I believe the fundamental cultural value in Minnesota is harmony. You let the little things slide because ultimately it’s your community as a whole vs. the land. It is in your best interest to maintain a smooth interaction rather than upset someone, even if it might be the right thing to do. Eventually, the skillset required to diplomatically but directly disagree with someone is lost in the sands of time and a room full of educators is stumped by a simple workplace interaction. I wonder if the by product of this practice is a shift away from opposing the land and towards your (white) community vs. outsiders. I do not think it is a coincidence that the achievement gap here is so very wide.


I’ve taught younger children who thought that talking about race at all is racist. Kids who carefully call me caucasian rather than white. Young black children that avoid saying the word white like a millenial whispering black at a party. I tried to explain that it was just the opposite. Talking about race is how you make sure you don’t fall prey to it. Jay Smooth once talked about the hygiene model of discourse around racism. You have brushed your teeth before. But they are not permanently clean. You must brush them everyday to maintain your cleanliness.

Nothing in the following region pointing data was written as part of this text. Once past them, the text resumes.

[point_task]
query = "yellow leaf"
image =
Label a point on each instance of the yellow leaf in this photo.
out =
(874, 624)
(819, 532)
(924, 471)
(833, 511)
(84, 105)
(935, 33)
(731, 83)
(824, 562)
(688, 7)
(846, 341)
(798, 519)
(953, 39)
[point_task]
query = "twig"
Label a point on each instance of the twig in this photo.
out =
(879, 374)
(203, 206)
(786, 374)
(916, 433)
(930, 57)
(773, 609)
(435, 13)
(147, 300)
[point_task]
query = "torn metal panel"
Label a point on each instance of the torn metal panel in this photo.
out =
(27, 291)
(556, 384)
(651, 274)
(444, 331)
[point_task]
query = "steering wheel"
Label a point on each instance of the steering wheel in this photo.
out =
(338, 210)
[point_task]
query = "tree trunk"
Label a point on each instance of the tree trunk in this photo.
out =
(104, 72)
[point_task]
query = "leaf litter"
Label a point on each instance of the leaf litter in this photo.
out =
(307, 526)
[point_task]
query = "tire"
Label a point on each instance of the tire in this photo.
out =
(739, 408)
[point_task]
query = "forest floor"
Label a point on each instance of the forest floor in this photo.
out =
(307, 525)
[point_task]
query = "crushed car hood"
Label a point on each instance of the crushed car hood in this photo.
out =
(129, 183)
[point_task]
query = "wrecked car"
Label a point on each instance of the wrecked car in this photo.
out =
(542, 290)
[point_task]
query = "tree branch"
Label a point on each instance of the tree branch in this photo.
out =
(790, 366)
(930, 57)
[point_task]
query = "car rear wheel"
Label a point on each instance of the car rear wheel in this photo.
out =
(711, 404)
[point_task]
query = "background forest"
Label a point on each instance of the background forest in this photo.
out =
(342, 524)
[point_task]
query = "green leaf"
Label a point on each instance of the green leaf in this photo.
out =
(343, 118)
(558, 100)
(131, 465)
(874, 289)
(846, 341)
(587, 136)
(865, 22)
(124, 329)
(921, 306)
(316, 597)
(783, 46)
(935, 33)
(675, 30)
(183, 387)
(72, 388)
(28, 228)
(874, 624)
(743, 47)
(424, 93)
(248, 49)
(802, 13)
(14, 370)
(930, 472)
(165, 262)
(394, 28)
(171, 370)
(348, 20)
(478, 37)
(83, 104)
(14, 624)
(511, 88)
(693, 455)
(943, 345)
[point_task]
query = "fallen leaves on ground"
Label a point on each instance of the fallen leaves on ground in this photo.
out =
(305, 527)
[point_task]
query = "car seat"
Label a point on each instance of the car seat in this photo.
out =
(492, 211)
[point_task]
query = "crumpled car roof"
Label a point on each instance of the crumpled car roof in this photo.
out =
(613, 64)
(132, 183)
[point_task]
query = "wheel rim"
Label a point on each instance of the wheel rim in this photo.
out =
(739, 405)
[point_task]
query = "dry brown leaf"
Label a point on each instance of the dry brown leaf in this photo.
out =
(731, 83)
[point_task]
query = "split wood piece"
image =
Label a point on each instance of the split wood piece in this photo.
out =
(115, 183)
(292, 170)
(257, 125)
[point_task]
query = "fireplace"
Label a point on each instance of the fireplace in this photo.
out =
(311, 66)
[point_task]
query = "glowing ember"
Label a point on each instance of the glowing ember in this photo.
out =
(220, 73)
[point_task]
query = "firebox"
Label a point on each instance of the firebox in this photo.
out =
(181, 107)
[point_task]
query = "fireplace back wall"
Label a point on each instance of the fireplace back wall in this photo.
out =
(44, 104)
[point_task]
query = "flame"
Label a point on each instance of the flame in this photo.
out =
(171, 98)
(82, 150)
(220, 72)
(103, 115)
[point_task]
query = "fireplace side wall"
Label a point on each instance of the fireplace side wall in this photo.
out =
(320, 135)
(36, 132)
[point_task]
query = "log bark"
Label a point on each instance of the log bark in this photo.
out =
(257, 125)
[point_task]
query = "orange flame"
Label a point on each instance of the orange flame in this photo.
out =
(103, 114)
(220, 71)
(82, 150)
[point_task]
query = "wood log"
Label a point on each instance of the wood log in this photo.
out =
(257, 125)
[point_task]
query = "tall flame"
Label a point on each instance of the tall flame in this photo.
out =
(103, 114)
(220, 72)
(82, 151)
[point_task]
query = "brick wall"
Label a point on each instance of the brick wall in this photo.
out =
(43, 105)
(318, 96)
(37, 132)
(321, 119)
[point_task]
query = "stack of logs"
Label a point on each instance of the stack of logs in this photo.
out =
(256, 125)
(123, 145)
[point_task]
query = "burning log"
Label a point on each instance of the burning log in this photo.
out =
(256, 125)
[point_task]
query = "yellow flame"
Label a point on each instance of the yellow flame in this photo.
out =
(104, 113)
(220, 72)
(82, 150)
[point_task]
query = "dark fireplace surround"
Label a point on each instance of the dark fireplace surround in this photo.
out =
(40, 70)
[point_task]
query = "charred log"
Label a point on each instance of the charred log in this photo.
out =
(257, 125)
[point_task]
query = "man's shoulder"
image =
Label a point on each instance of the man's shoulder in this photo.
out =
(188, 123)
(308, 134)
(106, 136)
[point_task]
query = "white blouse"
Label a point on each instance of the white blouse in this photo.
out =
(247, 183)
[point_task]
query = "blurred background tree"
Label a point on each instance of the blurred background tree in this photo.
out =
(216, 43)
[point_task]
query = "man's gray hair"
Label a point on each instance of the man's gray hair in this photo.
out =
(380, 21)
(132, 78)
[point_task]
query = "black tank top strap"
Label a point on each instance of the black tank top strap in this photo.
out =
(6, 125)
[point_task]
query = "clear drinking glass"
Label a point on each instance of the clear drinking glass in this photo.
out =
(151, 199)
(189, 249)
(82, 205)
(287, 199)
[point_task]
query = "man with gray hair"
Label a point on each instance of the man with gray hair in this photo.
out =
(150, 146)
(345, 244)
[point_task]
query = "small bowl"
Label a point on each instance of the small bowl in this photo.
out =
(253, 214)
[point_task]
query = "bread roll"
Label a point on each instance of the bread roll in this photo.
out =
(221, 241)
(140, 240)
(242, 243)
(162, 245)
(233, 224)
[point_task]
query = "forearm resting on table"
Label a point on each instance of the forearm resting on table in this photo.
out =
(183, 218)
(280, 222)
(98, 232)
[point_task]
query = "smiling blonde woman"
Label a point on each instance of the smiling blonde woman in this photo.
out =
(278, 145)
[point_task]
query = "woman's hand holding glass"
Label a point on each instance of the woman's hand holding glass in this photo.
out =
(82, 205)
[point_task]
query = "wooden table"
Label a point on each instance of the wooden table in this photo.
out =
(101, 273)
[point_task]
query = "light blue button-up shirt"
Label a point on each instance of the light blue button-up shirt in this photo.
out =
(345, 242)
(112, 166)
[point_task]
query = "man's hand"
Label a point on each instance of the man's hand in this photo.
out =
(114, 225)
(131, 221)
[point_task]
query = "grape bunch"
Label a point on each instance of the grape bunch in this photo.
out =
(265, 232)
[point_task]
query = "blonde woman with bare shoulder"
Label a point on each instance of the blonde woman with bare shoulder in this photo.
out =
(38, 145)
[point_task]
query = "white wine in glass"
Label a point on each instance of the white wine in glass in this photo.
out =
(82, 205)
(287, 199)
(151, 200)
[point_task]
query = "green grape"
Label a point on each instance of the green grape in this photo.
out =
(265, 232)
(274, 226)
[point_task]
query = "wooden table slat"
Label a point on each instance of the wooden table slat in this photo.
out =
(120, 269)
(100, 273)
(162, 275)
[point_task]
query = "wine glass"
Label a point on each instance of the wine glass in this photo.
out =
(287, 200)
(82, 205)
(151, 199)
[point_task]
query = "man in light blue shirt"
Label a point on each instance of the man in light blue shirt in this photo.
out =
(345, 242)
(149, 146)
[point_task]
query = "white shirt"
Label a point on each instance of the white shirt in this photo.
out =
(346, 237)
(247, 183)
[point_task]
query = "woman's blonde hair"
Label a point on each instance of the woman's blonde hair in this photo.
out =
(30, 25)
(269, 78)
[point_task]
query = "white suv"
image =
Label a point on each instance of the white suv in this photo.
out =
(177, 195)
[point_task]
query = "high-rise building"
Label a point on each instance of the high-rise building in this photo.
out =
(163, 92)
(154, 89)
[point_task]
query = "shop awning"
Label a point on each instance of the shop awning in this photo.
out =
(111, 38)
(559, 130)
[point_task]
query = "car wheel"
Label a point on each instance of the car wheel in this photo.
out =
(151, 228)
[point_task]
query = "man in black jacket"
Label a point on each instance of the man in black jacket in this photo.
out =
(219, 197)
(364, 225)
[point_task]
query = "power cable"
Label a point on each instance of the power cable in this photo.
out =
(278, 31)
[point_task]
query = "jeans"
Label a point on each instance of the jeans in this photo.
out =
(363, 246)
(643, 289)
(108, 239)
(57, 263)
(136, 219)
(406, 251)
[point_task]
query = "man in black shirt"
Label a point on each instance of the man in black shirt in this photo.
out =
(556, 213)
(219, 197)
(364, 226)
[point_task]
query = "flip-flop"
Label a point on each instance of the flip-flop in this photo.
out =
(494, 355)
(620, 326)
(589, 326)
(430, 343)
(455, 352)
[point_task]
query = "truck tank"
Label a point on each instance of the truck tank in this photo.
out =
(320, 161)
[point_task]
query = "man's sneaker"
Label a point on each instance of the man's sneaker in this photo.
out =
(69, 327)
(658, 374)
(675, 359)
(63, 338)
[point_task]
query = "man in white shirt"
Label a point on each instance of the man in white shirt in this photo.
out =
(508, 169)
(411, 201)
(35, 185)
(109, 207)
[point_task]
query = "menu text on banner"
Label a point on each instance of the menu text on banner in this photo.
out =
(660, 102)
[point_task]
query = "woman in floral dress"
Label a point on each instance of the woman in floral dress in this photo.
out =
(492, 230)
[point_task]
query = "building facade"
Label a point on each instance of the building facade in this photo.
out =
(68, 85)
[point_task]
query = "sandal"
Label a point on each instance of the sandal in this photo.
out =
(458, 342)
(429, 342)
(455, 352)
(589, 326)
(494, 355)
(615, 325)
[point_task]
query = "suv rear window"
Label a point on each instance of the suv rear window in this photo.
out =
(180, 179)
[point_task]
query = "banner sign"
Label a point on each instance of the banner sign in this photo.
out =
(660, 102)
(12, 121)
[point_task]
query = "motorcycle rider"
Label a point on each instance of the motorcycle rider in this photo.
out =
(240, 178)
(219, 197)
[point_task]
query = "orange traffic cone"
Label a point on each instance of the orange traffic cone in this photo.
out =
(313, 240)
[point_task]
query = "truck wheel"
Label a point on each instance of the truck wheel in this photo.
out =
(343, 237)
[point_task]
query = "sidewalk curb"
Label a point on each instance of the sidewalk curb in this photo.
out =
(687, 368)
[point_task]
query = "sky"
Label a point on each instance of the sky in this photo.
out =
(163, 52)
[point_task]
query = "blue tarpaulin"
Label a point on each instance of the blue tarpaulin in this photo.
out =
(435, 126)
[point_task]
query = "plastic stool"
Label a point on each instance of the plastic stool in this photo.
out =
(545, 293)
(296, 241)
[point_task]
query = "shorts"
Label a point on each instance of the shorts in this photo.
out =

Similarly, we must scrub the racism from our thoughts, habits, interactions, etc. Together. I am convinced of this.


But I’ll be damned if it isn’t difficult in this city. People here just don’t talk about race. And when they do, you have little to no certainty that the beliefs espoused are actually held with any conviction. More than any other place I’ve been, this cultural climate calls for people to move beyond not being racist and to instead become anti-racist. Passivity in the face of inequitable circumstances is always a sin. But here, that passivity might look like tacit agreement (whether agreeing with an anti-racist or the inequitable status quo).


There are people here doing the work, and in many ways, it takes more courage than it might in other contexts. Fear of exile seems embroidered into the social fabric here, but there are activists kicking ass all the same. Unfortunately, it feels like the activists of color and white activists don’t spend a ton of time supporting each other, but perhaps I have yet to find those spaces. I could look harder.


Texas will always be my heart’s home. But my body lives in Minneapolis. My daughter was born in Texas, often referred to (by me) as the first and best gift I could give her. But she lives here and will have been raised here. Her parents are direct and to the point, and she has a mouth to match. Our directness is not often appreciated here. I might imagine someone thinking “Finally” with a sigh. “Someone said the thing that needed saying!” In reality it is much more often met with side eyes and a whispered, “what a dick.” I’ve juggled the issue of Minnesota Nice around in my head enough to come to terms with and convince myself that I understand it, but I cannot imagine ever practicing it.


Maybe I won’t have to. On the first day of professional development after I founded my high school, I stood in front of a middle and high school staff and asked every person who identified as white to raise their hands. Carefully, looking around, almost every staff member raised a hand. Then I shared the demographics of our student body, almost entirely people of color and, unlike many charter schools in the Twin Cities, an actual diverse mix of kids rather than an overwhelming majority of a single community of color. Before I could lay out the plan for building ease around race in our classrooms, for understanding ourselves to the extent needed to be secure and helpful allies, I heard teachers around the room talking about how important it was for us to do this work. I gave my staff a chance to write their thoughts out and read several people who were uncomfortable but leaning into their discomfort to be better teachers, better people. And I’ve watched so many of them follow through in front of kids. It’s encouraging. We . . . I still have work to do, because we’re never permanently clean. But it feels good to look some Minnesotans in the eye and know they’re speaking from their hearts. It has given me a tiny slice of home in this strange land to the north.